Whitespace analysis is the antidote to the lazy renewal. It forces sellers to see the account as a market, not a single deal. A six figure customer with eight unsold business units is a seven figure customer in waiting.
5. Growth plan
The thesis. In one paragraph, what is the path from current ARR to target ARR over the next 12 months. Then list the specific plays. Cross sell into business unit X. Expand seats in business unit Y. Land a new logo at the parent company. Convert pilot to enterprise license.
Each play needs an owner, a target close date, and a rough dollar figure. If the plan is vague here, the plan is decoration.
6. Risks and blockers
What could kill the account. Champion leaves. Budget freeze. Competitor incumbency. Procurement standardization. Compliance exposure. Open support escalations. Then for each risk, the mitigation and the owner.
Most teams hide bad news from their own account plans. That is a cultural problem leadership has to fix. The plan should reward honesty about risk. Hidden risk becomes lost ARR.
7. QBR cadence
The operating rhythm. When are the next three executive touchpoints. Who is invited. What is the agenda. What proof points get presented. What asks get made.
A QBR is not a status update. It is a forcing function for value reinforcement and expansion. The plan should treat it as such.
How to use the template
Download the Excel file at the bottom of this post. Open it.

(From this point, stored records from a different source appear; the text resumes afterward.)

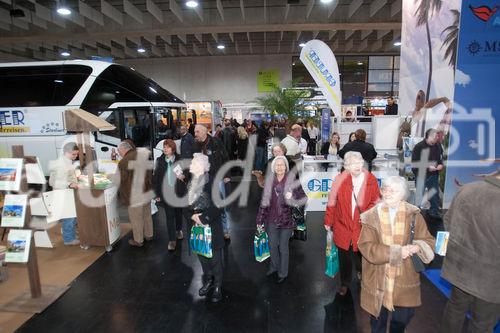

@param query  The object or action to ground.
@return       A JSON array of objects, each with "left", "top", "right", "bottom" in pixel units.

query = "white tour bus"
[{"left": 0, "top": 60, "right": 186, "bottom": 174}]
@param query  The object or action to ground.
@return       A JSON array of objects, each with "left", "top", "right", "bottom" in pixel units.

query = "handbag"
[
  {"left": 325, "top": 230, "right": 339, "bottom": 278},
  {"left": 408, "top": 216, "right": 425, "bottom": 273},
  {"left": 293, "top": 220, "right": 307, "bottom": 241},
  {"left": 253, "top": 231, "right": 271, "bottom": 262},
  {"left": 189, "top": 225, "right": 213, "bottom": 258}
]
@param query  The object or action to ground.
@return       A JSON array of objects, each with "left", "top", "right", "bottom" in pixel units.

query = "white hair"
[
  {"left": 381, "top": 176, "right": 409, "bottom": 200},
  {"left": 271, "top": 156, "right": 290, "bottom": 172},
  {"left": 344, "top": 151, "right": 365, "bottom": 168},
  {"left": 118, "top": 141, "right": 132, "bottom": 150},
  {"left": 191, "top": 153, "right": 210, "bottom": 172}
]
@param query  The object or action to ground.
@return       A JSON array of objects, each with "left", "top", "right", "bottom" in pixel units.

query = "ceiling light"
[
  {"left": 186, "top": 0, "right": 198, "bottom": 8},
  {"left": 57, "top": 6, "right": 71, "bottom": 16}
]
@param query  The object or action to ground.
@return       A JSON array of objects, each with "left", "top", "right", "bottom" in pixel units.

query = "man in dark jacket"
[
  {"left": 338, "top": 129, "right": 377, "bottom": 171},
  {"left": 441, "top": 174, "right": 500, "bottom": 333},
  {"left": 179, "top": 125, "right": 194, "bottom": 159},
  {"left": 222, "top": 117, "right": 236, "bottom": 160},
  {"left": 193, "top": 125, "right": 231, "bottom": 239},
  {"left": 411, "top": 128, "right": 443, "bottom": 217},
  {"left": 384, "top": 97, "right": 398, "bottom": 116},
  {"left": 113, "top": 141, "right": 153, "bottom": 247}
]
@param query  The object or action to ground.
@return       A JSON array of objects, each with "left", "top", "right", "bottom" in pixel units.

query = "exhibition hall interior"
[{"left": 0, "top": 0, "right": 500, "bottom": 333}]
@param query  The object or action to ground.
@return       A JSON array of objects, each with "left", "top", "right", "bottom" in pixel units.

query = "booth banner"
[
  {"left": 444, "top": 0, "right": 500, "bottom": 208},
  {"left": 300, "top": 172, "right": 338, "bottom": 212},
  {"left": 0, "top": 106, "right": 65, "bottom": 136},
  {"left": 321, "top": 109, "right": 332, "bottom": 142},
  {"left": 257, "top": 69, "right": 280, "bottom": 92},
  {"left": 398, "top": 0, "right": 462, "bottom": 137},
  {"left": 300, "top": 39, "right": 342, "bottom": 116}
]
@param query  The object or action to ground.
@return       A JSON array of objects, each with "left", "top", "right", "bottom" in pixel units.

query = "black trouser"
[
  {"left": 338, "top": 245, "right": 361, "bottom": 287},
  {"left": 441, "top": 286, "right": 500, "bottom": 333},
  {"left": 198, "top": 249, "right": 222, "bottom": 287},
  {"left": 163, "top": 203, "right": 182, "bottom": 242},
  {"left": 370, "top": 306, "right": 415, "bottom": 333}
]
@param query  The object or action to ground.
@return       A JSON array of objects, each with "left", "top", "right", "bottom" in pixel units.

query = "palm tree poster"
[
  {"left": 399, "top": 0, "right": 461, "bottom": 137},
  {"left": 443, "top": 0, "right": 500, "bottom": 208}
]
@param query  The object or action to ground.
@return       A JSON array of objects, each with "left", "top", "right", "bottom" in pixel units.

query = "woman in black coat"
[
  {"left": 153, "top": 139, "right": 186, "bottom": 251},
  {"left": 321, "top": 132, "right": 340, "bottom": 158},
  {"left": 188, "top": 153, "right": 224, "bottom": 303}
]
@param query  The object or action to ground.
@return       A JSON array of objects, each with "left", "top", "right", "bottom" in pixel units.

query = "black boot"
[
  {"left": 210, "top": 286, "right": 222, "bottom": 303},
  {"left": 198, "top": 276, "right": 214, "bottom": 296}
]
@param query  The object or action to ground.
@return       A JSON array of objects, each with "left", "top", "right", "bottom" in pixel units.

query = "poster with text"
[
  {"left": 399, "top": 0, "right": 461, "bottom": 137},
  {"left": 2, "top": 194, "right": 28, "bottom": 228},
  {"left": 0, "top": 158, "right": 23, "bottom": 191},
  {"left": 444, "top": 0, "right": 500, "bottom": 208},
  {"left": 5, "top": 229, "right": 31, "bottom": 263}
]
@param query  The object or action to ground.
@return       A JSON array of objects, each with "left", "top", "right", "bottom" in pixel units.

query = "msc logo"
[
  {"left": 467, "top": 40, "right": 500, "bottom": 56},
  {"left": 469, "top": 5, "right": 498, "bottom": 22},
  {"left": 307, "top": 178, "right": 333, "bottom": 192}
]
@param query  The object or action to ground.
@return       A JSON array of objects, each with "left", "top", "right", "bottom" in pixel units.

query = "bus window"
[
  {"left": 0, "top": 65, "right": 92, "bottom": 107},
  {"left": 96, "top": 110, "right": 122, "bottom": 146},
  {"left": 121, "top": 109, "right": 153, "bottom": 148}
]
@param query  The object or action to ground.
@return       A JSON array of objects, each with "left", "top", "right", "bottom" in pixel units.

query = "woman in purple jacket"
[{"left": 257, "top": 156, "right": 306, "bottom": 283}]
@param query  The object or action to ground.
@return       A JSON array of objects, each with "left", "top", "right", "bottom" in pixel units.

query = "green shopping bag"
[
  {"left": 189, "top": 225, "right": 212, "bottom": 258},
  {"left": 253, "top": 231, "right": 271, "bottom": 262},
  {"left": 325, "top": 230, "right": 339, "bottom": 278}
]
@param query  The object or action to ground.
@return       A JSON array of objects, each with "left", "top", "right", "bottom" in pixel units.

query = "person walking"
[
  {"left": 113, "top": 141, "right": 153, "bottom": 247},
  {"left": 256, "top": 156, "right": 306, "bottom": 283},
  {"left": 441, "top": 174, "right": 500, "bottom": 333},
  {"left": 188, "top": 153, "right": 224, "bottom": 303},
  {"left": 324, "top": 152, "right": 380, "bottom": 296},
  {"left": 153, "top": 139, "right": 186, "bottom": 251},
  {"left": 411, "top": 128, "right": 444, "bottom": 218},
  {"left": 49, "top": 142, "right": 80, "bottom": 245},
  {"left": 358, "top": 176, "right": 436, "bottom": 333}
]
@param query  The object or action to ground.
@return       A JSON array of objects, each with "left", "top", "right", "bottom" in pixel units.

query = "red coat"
[{"left": 325, "top": 170, "right": 380, "bottom": 251}]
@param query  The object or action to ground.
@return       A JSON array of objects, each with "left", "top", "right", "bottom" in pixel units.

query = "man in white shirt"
[
  {"left": 281, "top": 124, "right": 302, "bottom": 158},
  {"left": 49, "top": 142, "right": 80, "bottom": 245}
]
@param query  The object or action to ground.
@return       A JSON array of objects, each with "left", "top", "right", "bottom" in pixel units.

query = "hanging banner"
[
  {"left": 444, "top": 0, "right": 500, "bottom": 207},
  {"left": 321, "top": 109, "right": 331, "bottom": 142},
  {"left": 300, "top": 39, "right": 342, "bottom": 116},
  {"left": 395, "top": 0, "right": 461, "bottom": 137}
]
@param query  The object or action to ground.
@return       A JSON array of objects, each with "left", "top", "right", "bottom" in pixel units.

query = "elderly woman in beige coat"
[{"left": 358, "top": 176, "right": 435, "bottom": 333}]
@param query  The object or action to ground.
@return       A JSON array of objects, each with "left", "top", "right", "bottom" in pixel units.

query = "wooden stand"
[
  {"left": 64, "top": 109, "right": 120, "bottom": 252},
  {"left": 0, "top": 146, "right": 69, "bottom": 313}
]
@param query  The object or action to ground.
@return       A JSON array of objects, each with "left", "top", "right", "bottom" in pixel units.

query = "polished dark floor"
[{"left": 17, "top": 183, "right": 446, "bottom": 333}]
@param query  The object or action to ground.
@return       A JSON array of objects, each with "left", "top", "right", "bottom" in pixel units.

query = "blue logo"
[
  {"left": 307, "top": 178, "right": 333, "bottom": 192},
  {"left": 0, "top": 110, "right": 24, "bottom": 126}
]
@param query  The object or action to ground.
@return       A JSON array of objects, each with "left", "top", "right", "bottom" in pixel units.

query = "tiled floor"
[{"left": 18, "top": 183, "right": 445, "bottom": 333}]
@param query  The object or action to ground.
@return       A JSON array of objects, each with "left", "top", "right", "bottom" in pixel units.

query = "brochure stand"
[
  {"left": 64, "top": 109, "right": 121, "bottom": 252},
  {"left": 0, "top": 146, "right": 69, "bottom": 313}
]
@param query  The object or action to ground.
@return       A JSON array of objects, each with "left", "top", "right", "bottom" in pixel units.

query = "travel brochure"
[
  {"left": 2, "top": 194, "right": 28, "bottom": 228},
  {"left": 5, "top": 229, "right": 31, "bottom": 263},
  {"left": 0, "top": 158, "right": 23, "bottom": 191}
]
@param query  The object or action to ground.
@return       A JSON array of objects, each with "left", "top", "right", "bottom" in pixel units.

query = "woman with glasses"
[{"left": 325, "top": 151, "right": 380, "bottom": 296}]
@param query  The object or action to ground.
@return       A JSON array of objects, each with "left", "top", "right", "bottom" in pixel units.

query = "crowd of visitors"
[{"left": 62, "top": 112, "right": 500, "bottom": 332}]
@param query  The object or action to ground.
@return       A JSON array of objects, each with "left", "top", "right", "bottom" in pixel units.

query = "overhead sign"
[
  {"left": 300, "top": 39, "right": 342, "bottom": 116},
  {"left": 257, "top": 69, "right": 280, "bottom": 92}
]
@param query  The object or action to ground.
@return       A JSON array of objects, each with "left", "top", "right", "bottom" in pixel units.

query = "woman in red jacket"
[{"left": 325, "top": 151, "right": 380, "bottom": 296}]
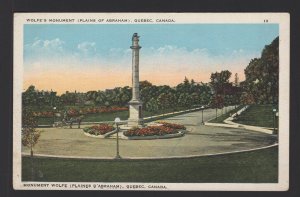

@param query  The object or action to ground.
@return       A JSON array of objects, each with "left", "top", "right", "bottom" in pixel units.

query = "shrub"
[{"left": 83, "top": 123, "right": 115, "bottom": 135}]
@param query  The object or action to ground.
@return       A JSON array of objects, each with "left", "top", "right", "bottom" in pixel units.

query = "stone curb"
[
  {"left": 22, "top": 143, "right": 278, "bottom": 160},
  {"left": 204, "top": 105, "right": 273, "bottom": 135},
  {"left": 121, "top": 131, "right": 185, "bottom": 140}
]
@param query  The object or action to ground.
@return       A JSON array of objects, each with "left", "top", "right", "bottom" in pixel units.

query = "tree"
[
  {"left": 22, "top": 108, "right": 40, "bottom": 156},
  {"left": 22, "top": 108, "right": 40, "bottom": 179},
  {"left": 211, "top": 94, "right": 224, "bottom": 118},
  {"left": 242, "top": 37, "right": 279, "bottom": 105}
]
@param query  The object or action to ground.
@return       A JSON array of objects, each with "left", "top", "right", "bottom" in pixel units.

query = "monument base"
[{"left": 127, "top": 100, "right": 143, "bottom": 127}]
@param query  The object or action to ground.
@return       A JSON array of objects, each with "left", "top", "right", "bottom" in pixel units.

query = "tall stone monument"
[{"left": 128, "top": 33, "right": 143, "bottom": 127}]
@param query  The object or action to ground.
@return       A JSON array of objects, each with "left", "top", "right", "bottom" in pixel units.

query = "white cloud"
[
  {"left": 27, "top": 38, "right": 65, "bottom": 51},
  {"left": 77, "top": 42, "right": 97, "bottom": 54}
]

Fill in section one and section two for your top three accounts this week. That is it. Do not try to do all seven sections for all 50 accounts at once.

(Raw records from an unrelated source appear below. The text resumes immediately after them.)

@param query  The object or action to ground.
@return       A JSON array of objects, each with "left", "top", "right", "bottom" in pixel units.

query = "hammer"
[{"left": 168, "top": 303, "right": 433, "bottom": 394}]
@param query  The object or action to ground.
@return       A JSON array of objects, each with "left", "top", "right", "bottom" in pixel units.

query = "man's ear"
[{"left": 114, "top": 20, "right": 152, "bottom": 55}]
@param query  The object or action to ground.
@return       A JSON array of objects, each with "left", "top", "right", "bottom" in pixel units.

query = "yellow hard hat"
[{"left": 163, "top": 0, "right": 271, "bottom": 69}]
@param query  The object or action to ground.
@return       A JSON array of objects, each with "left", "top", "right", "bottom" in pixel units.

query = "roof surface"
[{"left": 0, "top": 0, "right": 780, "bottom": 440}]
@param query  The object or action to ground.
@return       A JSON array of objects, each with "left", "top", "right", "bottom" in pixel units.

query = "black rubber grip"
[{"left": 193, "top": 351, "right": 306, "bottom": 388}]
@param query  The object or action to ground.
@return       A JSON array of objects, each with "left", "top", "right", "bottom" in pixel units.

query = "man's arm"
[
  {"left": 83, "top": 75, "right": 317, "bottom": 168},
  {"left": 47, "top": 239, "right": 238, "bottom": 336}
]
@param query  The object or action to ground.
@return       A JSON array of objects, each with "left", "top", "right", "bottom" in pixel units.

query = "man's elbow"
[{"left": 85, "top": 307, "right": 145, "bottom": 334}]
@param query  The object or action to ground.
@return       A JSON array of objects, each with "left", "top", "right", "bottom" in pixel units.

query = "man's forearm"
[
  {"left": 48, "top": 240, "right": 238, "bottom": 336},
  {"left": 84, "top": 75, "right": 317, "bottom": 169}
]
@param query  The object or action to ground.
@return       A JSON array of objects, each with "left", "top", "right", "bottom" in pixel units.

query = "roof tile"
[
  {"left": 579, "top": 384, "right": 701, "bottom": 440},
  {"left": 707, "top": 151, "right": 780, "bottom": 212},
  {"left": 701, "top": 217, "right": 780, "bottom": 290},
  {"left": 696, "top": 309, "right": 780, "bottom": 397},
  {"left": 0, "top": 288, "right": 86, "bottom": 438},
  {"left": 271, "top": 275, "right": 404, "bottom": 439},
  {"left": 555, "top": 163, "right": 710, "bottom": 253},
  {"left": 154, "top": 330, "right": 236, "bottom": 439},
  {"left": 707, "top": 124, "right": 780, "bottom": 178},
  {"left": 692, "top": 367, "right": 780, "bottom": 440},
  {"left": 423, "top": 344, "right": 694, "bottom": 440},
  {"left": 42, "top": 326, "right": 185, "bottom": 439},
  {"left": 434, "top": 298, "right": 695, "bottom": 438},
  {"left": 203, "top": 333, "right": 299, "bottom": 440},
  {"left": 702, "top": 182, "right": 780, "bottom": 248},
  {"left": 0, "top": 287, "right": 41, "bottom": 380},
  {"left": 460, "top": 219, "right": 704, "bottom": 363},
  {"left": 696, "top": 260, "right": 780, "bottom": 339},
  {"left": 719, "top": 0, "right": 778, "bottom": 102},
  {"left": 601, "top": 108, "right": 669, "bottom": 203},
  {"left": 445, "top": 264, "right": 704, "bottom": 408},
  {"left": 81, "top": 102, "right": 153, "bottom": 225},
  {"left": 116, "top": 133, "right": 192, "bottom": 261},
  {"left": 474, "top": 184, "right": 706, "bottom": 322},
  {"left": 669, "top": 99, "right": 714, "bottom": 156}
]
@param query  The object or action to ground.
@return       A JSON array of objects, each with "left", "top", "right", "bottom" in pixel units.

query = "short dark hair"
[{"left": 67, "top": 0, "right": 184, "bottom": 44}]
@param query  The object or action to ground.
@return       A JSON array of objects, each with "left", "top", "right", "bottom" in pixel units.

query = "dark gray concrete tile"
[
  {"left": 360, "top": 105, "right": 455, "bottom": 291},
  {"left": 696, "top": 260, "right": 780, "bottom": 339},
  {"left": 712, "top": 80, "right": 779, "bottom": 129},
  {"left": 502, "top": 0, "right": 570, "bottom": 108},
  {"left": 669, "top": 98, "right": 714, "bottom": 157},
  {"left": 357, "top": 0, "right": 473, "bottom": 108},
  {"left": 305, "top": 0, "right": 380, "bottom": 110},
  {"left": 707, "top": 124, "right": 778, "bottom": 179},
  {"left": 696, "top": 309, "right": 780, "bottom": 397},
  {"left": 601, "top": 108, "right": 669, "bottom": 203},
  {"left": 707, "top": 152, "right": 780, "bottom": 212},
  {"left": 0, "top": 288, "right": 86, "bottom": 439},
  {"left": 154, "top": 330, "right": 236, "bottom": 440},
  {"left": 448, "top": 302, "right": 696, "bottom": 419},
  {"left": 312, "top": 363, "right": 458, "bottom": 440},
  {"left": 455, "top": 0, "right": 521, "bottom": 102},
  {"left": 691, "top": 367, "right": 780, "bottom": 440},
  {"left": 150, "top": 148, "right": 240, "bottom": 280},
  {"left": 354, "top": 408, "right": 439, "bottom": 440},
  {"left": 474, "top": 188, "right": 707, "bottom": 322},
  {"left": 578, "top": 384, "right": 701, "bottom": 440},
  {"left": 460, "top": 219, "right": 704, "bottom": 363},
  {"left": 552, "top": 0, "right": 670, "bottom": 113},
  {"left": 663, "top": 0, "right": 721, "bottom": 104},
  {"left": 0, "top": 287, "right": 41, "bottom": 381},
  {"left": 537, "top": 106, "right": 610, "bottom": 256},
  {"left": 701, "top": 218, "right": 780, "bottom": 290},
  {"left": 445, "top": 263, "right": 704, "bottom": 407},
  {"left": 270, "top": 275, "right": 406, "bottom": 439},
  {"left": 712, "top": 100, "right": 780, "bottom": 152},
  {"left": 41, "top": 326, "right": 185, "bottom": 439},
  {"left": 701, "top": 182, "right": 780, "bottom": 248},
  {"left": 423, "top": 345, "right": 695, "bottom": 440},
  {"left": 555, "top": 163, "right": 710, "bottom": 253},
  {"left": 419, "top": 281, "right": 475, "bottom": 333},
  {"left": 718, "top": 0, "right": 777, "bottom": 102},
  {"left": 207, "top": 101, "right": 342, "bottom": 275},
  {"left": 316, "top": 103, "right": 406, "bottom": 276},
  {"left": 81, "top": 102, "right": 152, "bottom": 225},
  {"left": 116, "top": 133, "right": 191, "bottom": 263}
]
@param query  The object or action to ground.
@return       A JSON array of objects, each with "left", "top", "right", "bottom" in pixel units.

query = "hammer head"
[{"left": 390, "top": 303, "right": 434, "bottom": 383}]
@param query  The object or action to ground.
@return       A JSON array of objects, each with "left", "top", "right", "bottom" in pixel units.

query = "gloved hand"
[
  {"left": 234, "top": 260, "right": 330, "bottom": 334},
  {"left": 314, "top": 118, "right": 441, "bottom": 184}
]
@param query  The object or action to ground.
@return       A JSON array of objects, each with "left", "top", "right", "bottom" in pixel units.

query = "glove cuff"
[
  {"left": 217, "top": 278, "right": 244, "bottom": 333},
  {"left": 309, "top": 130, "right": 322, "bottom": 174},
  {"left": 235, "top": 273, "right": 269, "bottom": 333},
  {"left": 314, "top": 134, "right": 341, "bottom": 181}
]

Once you have the muscle, expand. Add a fourth account. Then fill in section three for the original three. Build up the heat map across your book over the course of a quarter. By end of Q2 you should have all seven sections complete for every named account on your list.

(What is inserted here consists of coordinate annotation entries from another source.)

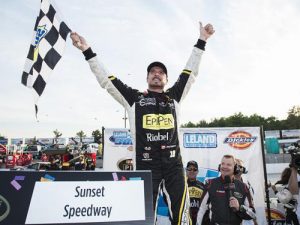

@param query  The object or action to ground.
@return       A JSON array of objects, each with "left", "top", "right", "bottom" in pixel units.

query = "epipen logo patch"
[
  {"left": 117, "top": 158, "right": 133, "bottom": 170},
  {"left": 0, "top": 195, "right": 10, "bottom": 222},
  {"left": 233, "top": 192, "right": 243, "bottom": 198},
  {"left": 265, "top": 209, "right": 285, "bottom": 220},
  {"left": 143, "top": 114, "right": 175, "bottom": 130},
  {"left": 109, "top": 131, "right": 132, "bottom": 145},
  {"left": 189, "top": 187, "right": 203, "bottom": 198},
  {"left": 224, "top": 131, "right": 257, "bottom": 150}
]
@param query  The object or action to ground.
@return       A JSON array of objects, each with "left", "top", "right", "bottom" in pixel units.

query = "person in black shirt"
[{"left": 71, "top": 23, "right": 214, "bottom": 225}]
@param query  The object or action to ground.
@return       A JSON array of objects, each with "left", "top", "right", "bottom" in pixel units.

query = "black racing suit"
[
  {"left": 198, "top": 176, "right": 255, "bottom": 225},
  {"left": 187, "top": 179, "right": 209, "bottom": 225},
  {"left": 84, "top": 39, "right": 205, "bottom": 224}
]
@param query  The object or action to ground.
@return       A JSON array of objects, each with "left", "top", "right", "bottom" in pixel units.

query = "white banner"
[
  {"left": 26, "top": 180, "right": 145, "bottom": 224},
  {"left": 103, "top": 128, "right": 135, "bottom": 171},
  {"left": 103, "top": 127, "right": 267, "bottom": 225}
]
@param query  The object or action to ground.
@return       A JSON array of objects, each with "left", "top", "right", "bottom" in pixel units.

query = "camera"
[{"left": 288, "top": 141, "right": 300, "bottom": 173}]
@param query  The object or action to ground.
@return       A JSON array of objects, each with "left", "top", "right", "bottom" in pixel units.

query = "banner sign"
[
  {"left": 103, "top": 127, "right": 267, "bottom": 225},
  {"left": 103, "top": 128, "right": 135, "bottom": 171},
  {"left": 0, "top": 171, "right": 154, "bottom": 225}
]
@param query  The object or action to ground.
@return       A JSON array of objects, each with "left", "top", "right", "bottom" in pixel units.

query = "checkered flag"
[{"left": 22, "top": 0, "right": 71, "bottom": 116}]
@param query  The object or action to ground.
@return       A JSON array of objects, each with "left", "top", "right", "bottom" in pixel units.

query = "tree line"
[{"left": 181, "top": 106, "right": 300, "bottom": 130}]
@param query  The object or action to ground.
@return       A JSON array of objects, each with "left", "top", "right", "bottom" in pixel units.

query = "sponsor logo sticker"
[
  {"left": 143, "top": 114, "right": 175, "bottom": 130},
  {"left": 224, "top": 131, "right": 257, "bottom": 150},
  {"left": 183, "top": 133, "right": 218, "bottom": 148},
  {"left": 109, "top": 131, "right": 132, "bottom": 145}
]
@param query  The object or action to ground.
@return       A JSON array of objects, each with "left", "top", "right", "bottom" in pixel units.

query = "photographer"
[
  {"left": 288, "top": 141, "right": 300, "bottom": 224},
  {"left": 270, "top": 168, "right": 299, "bottom": 225},
  {"left": 198, "top": 155, "right": 256, "bottom": 225},
  {"left": 234, "top": 159, "right": 257, "bottom": 225}
]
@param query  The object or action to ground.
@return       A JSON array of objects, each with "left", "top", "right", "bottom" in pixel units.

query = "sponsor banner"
[
  {"left": 183, "top": 133, "right": 218, "bottom": 148},
  {"left": 0, "top": 138, "right": 8, "bottom": 145},
  {"left": 265, "top": 130, "right": 280, "bottom": 138},
  {"left": 25, "top": 180, "right": 145, "bottom": 224},
  {"left": 103, "top": 128, "right": 135, "bottom": 171},
  {"left": 10, "top": 138, "right": 23, "bottom": 145},
  {"left": 281, "top": 129, "right": 300, "bottom": 138},
  {"left": 0, "top": 171, "right": 154, "bottom": 225},
  {"left": 103, "top": 127, "right": 267, "bottom": 225}
]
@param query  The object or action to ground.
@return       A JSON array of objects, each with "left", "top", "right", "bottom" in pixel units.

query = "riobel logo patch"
[
  {"left": 189, "top": 187, "right": 203, "bottom": 198},
  {"left": 143, "top": 114, "right": 175, "bottom": 130}
]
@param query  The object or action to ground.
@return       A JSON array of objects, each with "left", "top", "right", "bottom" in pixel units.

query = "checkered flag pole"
[{"left": 22, "top": 0, "right": 71, "bottom": 117}]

Then the real question. Where does the plan live.
Why a spreadsheet is not the destination
Spreadsheets are great for thinking. They are terrible for operating.
The seller is in Salesforce all day. The CSM is in Salesforce all day. The manager is in Salesforce when forecasting. If the account plan lives in a separate file, three things happen.
The plan goes stale because nobody opens it. The data drifts because the source of truth in Salesforce updates and the spreadsheet does not. And leadership cannot roll up account plan health across the book because each plan is a one off file.
A spreadsheet is the worksheet. Salesforce is the system of record. The template you download here is the worksheet. The next step is moving the worksheet into the system.
Bringing the template into Salesforce
There are three ways to do this. Each has trade offs.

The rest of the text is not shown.